At the most basic level, wearables’ tiny screens clearly aren’t suited to displaying or otherwise delivering lengthy privacy policies. Some connected devices don’t or won’t even have screens. So how will IoT device makers even be able to meaningfully gain user consent for data processing?

There were no clear answers during the session on how to fix that specific issue, but Hernacki argued there is a business opportunity at this “nascent point” in the development of IoT to advocate for privacy by design, and for others to come along and sell “pre-designed”, “pre-integrated” pro-privacy technologies and platforms to the smaller entities who are building connected devices.

In other words IoT startups could be sold privacy services and expertise — such as technologies that automatically encrypt or safely transmit data, to relieve every OEM in the space from having to “go build a TLS stack” themselves, which Hernacki asserted is “never going to happen”.

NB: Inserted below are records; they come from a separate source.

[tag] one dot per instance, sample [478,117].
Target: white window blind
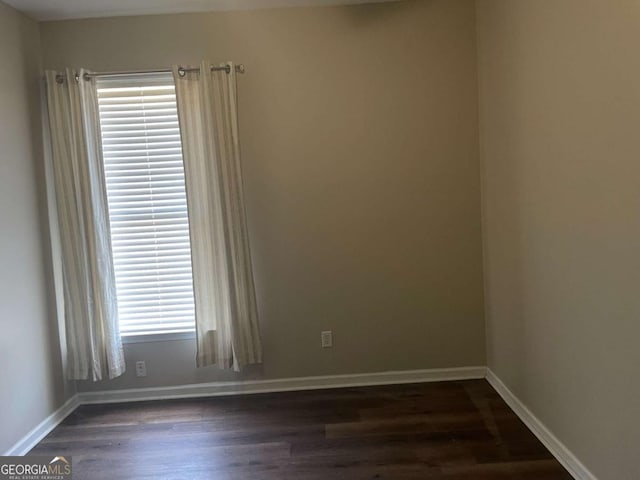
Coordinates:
[147,204]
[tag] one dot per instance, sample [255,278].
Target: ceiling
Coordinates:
[67,9]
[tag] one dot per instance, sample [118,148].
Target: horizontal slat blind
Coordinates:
[147,204]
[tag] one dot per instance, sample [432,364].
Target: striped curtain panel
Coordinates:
[225,302]
[94,348]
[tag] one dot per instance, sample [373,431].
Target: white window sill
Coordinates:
[159,337]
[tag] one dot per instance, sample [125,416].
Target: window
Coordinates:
[147,204]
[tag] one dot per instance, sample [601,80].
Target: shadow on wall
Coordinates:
[61,388]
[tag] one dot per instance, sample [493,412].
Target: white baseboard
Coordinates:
[32,438]
[282,385]
[41,430]
[548,439]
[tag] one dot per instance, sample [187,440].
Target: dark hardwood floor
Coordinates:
[448,430]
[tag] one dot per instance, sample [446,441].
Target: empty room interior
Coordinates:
[318,239]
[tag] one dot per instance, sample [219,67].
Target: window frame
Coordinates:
[144,80]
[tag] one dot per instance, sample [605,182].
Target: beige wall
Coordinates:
[359,135]
[30,367]
[560,119]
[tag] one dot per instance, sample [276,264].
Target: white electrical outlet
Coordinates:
[141,369]
[327,339]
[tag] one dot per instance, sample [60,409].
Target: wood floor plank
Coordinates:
[435,431]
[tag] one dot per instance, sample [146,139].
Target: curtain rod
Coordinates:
[181,71]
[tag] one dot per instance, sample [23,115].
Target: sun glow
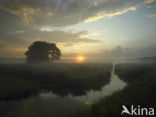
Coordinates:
[80,58]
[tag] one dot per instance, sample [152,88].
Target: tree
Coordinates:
[40,51]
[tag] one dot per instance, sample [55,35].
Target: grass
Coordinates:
[22,80]
[141,90]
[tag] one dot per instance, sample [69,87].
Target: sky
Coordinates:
[96,29]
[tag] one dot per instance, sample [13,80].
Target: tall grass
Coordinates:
[18,80]
[140,91]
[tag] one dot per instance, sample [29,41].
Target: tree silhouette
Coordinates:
[40,51]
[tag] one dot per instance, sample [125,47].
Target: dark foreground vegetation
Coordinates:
[141,90]
[22,80]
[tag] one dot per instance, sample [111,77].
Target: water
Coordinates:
[52,105]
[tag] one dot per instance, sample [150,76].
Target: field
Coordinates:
[22,80]
[141,90]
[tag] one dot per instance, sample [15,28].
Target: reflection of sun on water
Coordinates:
[80,58]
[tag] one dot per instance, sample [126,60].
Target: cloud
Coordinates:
[151,16]
[110,14]
[68,12]
[24,12]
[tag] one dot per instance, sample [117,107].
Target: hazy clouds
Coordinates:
[21,20]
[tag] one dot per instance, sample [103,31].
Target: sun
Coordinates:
[80,58]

“We need to understand that IoT means thousands, or 10,000 OEMs, who are not necessarily deep technical players, who may not have deep legal partners, there has to be an aggregation capability. Someone has to provide pre-designed technologies, so that when somebody goes to build that bracelet or that smart shoe, or that wireless charging IKEA table, then every one of these companies doesn’t have to think through and then resolve these problems.”

smartwatches

“There are a lot of OEMs out there without deep resources to really invest individually in this. And the more best practices and core capabilities that we can bring in, pre-integrated platforms to those manufacturers, the better chance we have of covering the market with the kind of privacy-centric design that we want. We’re not going to be able to rely on 10,000 OEMs to all do it right,” he continued. “A lot of the traditional techniques, education, transparency, accountability, choice, are absolutely great beginnings, but they’re not enough. We’re going to need more than that.”

“Don’t get me wrong, this is still a very hard problem. There are still very challenging technical barriers. But we’re at the right moment in time to do it. We’re well educated to do it. And I think, when I talk to people in the industry, we’re all motivated to do this well,” he added.

“There’s a great opportunity. A lot of the companies here are looking at building these pre-packaged technologies… to enable this explosive growth. To enable the kind of capabilities that we want to see out of wearables and IoT.”